A white supremacist who shot three non-Jews dead outside a Jewish center in Kansas City last year while attempting to carry out a killing spree against Jews is facing the death penalty after being found guilty of capital murder by a jury.
Frazier Glenn Miller, 74, a veteran who founded the White Patriot Party in North Carolina, never denied the killings but argued they were necessary to stop what he called "the genocide of white people."
The jury listened to days of rambling evidence by Miller, who was defending himself after firing his lawyers back in May, but took just two hours to return a guilty verdict.
After the verdict was announced, Miller said: "The fat lady just sang" and he raised his right arm in the Nazi salute. As jurors were filing out of the courtroom later, he shouted at them: "You probably won't sleep tonight." The judge reminded the defendant that the same jury will decide his sentence. The sentencing proceedings were expected to begin on Tuesday.

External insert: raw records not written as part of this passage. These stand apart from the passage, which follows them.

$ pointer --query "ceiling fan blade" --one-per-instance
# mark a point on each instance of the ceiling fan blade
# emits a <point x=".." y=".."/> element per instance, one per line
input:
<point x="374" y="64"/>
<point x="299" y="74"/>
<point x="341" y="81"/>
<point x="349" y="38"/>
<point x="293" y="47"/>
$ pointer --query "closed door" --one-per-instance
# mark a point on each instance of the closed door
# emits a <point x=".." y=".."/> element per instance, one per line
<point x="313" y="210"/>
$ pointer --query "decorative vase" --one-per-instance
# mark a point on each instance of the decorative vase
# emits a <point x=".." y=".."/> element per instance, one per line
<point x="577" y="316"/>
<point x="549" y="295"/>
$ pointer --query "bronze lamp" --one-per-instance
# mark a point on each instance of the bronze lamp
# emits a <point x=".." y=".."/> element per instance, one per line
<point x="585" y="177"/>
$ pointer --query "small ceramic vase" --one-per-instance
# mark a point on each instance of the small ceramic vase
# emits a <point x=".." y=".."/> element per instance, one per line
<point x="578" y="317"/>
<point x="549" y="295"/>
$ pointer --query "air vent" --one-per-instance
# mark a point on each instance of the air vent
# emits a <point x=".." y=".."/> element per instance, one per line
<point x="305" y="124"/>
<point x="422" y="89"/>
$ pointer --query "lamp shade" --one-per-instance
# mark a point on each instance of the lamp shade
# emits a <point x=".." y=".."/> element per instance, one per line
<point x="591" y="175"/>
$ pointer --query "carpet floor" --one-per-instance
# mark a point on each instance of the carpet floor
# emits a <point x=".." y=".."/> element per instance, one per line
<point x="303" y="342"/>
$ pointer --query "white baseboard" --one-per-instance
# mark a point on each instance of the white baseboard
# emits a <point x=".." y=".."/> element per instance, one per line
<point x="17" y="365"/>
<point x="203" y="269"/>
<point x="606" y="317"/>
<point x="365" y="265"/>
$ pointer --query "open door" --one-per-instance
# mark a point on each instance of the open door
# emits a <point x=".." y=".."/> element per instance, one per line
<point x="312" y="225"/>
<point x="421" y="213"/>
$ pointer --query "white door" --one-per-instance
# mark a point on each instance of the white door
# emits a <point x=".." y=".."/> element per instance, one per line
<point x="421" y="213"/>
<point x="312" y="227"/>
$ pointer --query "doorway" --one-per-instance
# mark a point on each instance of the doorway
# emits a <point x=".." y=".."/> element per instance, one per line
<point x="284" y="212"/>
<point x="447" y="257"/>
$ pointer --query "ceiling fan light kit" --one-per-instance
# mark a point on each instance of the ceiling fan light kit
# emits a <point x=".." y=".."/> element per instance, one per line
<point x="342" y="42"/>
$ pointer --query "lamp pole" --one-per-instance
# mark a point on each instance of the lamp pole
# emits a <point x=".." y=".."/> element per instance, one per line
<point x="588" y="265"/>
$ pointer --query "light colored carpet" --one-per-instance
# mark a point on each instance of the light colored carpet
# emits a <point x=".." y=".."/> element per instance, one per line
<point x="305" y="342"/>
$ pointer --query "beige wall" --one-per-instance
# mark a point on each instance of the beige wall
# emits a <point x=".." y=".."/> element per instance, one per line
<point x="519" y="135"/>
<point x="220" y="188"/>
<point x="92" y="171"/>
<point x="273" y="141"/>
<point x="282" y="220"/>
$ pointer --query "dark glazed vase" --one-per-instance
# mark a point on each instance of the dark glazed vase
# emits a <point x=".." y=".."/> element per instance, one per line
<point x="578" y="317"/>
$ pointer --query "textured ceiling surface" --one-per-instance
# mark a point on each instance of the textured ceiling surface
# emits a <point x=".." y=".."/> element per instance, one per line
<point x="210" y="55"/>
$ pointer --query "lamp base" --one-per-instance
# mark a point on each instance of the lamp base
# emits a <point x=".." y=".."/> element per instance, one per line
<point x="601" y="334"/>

On the eve of Passover eve last year, Miller drove to the Jewish Community Center of Greater Kansas City in Overland Park before opening fire. He killed William Corporon, 69, his 14-year-old grandson, Reat Griffin Underwood, and Terri LaManno, 53, in two separate attacks before being arrested by police.
During the trial, when the prosecutor alleged that Miller had intended to kill as many people as possible, Miller interjected: "I wanted to kill Jews, not people."
A career in racism
Miller was present as a member the National Socialist Party of America during the Greensboro massacre in November 1979. He was discharged from the US Army in 1979 for distributing racist propaganda.
In 1980, Miller founded the Carolina Knights of the Ku Klux Klan, a local chapter, which later developed into the White Patriot Party (WPP). He was the leader and principal spokesman for the organization until his arrest in 1987, after which the group dissolved. The WPP was avowedly pro-Apartheid, and openly advocated the establishment of an all-white nation in the territory of the American South.
During his time as leader of the WPP, Miller unsuccessfully sought the Democratic Party's nomination for governor of North Carolina in 1984, and the Republican Party's nomination for a seat in the North Carolina Senate in 1986.